Spanish right-wing opposition leads Socialists: poll
Spain's right-wing opposition would take the lead over the ruling Socialists, struggling to deal with an economic crisis, if legislative elections were held now, a poll published Sunday showed.
If elections were called, the main opposition Popular Party (PP) would take 45.6 percent of the vote compared with 35.1 percent for the Socialist Party, according to the Sigma Dos Institute poll conducted for the centre-right newspaper El Mundo.
The conservatives' 10.5 percentage point lead over the left-wing party of Prime Minister Jose Luis Rodriguez Zapatero reflects growing pressure on his government, which managed to pass its unpopular austerity plan in parliament on Thursday by just one vote.
The poll of a sampling of 800 people from May 25 to 27 also showed that just over half (50.6 percent) were in favour of holding elections ahead of the normally scheduled 2012 polls.

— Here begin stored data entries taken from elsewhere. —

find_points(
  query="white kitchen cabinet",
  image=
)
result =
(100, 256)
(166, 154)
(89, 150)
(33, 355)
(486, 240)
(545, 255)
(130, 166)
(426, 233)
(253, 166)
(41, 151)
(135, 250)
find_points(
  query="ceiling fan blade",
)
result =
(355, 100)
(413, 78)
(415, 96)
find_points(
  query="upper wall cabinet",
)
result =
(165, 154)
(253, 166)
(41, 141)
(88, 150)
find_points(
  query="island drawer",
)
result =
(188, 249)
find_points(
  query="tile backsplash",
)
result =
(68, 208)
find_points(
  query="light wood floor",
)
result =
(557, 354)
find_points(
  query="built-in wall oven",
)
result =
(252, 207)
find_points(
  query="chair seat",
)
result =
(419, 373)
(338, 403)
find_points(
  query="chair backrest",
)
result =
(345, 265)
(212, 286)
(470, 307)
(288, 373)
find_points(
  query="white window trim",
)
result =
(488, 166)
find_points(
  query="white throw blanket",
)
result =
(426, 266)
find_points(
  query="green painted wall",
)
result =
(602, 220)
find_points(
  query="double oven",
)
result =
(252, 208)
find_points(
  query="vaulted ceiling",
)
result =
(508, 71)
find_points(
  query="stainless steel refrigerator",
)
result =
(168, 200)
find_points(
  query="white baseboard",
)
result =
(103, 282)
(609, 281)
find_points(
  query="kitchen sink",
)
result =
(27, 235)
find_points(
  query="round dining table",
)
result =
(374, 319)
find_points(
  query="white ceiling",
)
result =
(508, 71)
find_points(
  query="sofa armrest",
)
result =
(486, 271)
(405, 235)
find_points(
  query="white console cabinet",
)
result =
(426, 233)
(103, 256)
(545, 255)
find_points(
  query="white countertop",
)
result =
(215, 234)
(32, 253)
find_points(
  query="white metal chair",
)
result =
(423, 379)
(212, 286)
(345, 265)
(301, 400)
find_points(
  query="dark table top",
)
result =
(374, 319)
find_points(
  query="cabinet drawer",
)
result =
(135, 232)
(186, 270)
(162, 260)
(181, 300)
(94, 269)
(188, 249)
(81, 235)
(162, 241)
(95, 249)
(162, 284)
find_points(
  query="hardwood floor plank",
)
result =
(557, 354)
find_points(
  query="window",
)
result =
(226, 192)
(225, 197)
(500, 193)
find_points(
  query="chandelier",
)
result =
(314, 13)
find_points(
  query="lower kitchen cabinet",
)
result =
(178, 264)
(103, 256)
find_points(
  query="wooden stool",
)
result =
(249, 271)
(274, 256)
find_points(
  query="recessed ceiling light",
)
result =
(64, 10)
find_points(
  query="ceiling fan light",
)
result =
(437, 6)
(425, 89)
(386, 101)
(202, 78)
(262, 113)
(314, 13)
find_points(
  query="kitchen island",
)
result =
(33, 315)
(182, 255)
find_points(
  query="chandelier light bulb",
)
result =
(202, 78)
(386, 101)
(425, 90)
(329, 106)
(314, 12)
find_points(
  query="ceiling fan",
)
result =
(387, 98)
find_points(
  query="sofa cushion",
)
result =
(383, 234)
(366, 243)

A survey published on May 16 in the centre-left newspaper El Pais put the opposition PP ahead of the Socialists by nine percentage points.
Zapatero's government squeezed through a 15-billion-euro (18.5-billion-dollar) austerity plan that aims to shore up Spain's public finances amid investor concerns it could follow Greece into a debt crisis.
The plan has been denounced by Spain's trade unions, and civil servants targeted for pay cuts will stage a protest strike on June 8.
Since the Socialists do not have an absolute majority in parliament, Zapatero runs the risk of having his 2011 budget rejected later in the year and analysts say he may have no choice but to call new elections.